Dites à cet industriel que c’est une chose lâche, immorale, de spéculer sur la détresse du pauvre, sur l’inexpérience d’enfants et de jeunes filles : il ne vous comprendra seulement pas. Prouvez-lui que par une surproduction téméraire, par des entreprises mal calculées, il compromet, avec sa propre fortune, l’existence de ses ouvriers ; que si son intérêt ne le touche, celui de tant de familles, groupées autour de lui, mérite considération ; que par l’arbitraire de ses faveurs il crée autour de lui le découragement, la servilité, la haine. Le propriétaire s’offense : Ne suis-je pas le maître ? dit-il en parodiant la légende ; et parce que je suis bon pour quelques-uns, prétendez-vous faire de ma bonté un droit pour tous ? Faut-il que je rende compte à qui doit m’obéir ? Cette maison est la mienne ; ce qu’il convient que je fasse pour la direction de mes affaires, moi seul en suis juge.

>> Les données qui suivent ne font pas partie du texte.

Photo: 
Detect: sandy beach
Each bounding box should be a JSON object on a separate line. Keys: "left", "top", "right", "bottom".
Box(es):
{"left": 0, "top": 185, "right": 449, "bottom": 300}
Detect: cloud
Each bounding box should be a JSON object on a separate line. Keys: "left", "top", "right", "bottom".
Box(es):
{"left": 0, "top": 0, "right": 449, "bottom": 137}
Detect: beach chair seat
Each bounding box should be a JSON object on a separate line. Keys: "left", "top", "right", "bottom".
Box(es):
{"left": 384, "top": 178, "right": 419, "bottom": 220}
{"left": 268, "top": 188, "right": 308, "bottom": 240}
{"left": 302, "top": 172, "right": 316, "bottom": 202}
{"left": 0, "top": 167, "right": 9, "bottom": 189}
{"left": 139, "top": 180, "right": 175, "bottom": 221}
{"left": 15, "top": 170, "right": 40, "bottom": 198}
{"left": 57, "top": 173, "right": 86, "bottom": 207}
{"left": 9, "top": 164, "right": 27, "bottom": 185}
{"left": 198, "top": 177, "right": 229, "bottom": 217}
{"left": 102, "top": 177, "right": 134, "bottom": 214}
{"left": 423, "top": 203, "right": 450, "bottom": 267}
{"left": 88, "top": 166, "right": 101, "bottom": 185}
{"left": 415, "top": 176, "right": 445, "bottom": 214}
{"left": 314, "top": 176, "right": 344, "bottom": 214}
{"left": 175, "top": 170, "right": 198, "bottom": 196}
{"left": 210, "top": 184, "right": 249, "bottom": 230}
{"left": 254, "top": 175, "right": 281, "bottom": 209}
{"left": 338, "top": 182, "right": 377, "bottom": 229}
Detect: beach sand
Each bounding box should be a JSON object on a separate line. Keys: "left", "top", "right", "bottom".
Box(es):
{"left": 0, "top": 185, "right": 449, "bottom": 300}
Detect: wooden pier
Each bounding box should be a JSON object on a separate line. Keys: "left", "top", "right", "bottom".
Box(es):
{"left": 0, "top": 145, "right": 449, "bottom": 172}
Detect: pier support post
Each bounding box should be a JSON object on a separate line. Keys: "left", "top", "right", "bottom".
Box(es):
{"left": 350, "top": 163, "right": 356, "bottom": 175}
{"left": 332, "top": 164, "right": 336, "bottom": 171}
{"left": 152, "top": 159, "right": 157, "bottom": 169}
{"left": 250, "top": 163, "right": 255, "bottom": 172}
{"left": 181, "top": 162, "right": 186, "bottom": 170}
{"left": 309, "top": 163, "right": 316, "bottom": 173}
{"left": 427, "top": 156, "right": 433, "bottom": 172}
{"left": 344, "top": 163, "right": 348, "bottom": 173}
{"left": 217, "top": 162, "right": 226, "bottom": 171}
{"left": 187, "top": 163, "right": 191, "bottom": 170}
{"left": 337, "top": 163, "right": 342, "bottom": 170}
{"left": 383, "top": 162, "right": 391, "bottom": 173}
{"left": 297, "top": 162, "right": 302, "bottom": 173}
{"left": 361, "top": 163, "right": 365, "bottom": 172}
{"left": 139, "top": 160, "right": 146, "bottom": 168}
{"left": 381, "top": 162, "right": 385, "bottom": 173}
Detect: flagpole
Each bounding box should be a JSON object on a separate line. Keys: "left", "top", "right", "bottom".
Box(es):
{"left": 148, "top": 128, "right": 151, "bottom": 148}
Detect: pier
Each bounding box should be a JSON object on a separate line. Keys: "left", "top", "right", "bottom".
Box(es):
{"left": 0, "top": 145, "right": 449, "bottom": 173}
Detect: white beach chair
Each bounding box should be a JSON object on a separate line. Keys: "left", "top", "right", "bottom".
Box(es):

Est-ce que mes ouvriers sont mes esclaves ? Si mes conditions leur déplaisent, et qu’ils trouvent mieux, qu’ils aillent ! Je serai le premier à leur faire compliment. Très-excellents philanthropes, qui donc vous empêche d’ouvrir des ateliers ? Faites, donnez l’exemple ; au lieu de cette vie délicieuse que vous menez en prêchant la vertu, montez une fabrique, mettez-vous à l’œuvre. Qu’on voie enfin par vous l’association sur la terre ! Quant à moi je repousse de toutes mes forces une telle servitude. Des associés ! plutôt la banqueroute, plutôt la mort !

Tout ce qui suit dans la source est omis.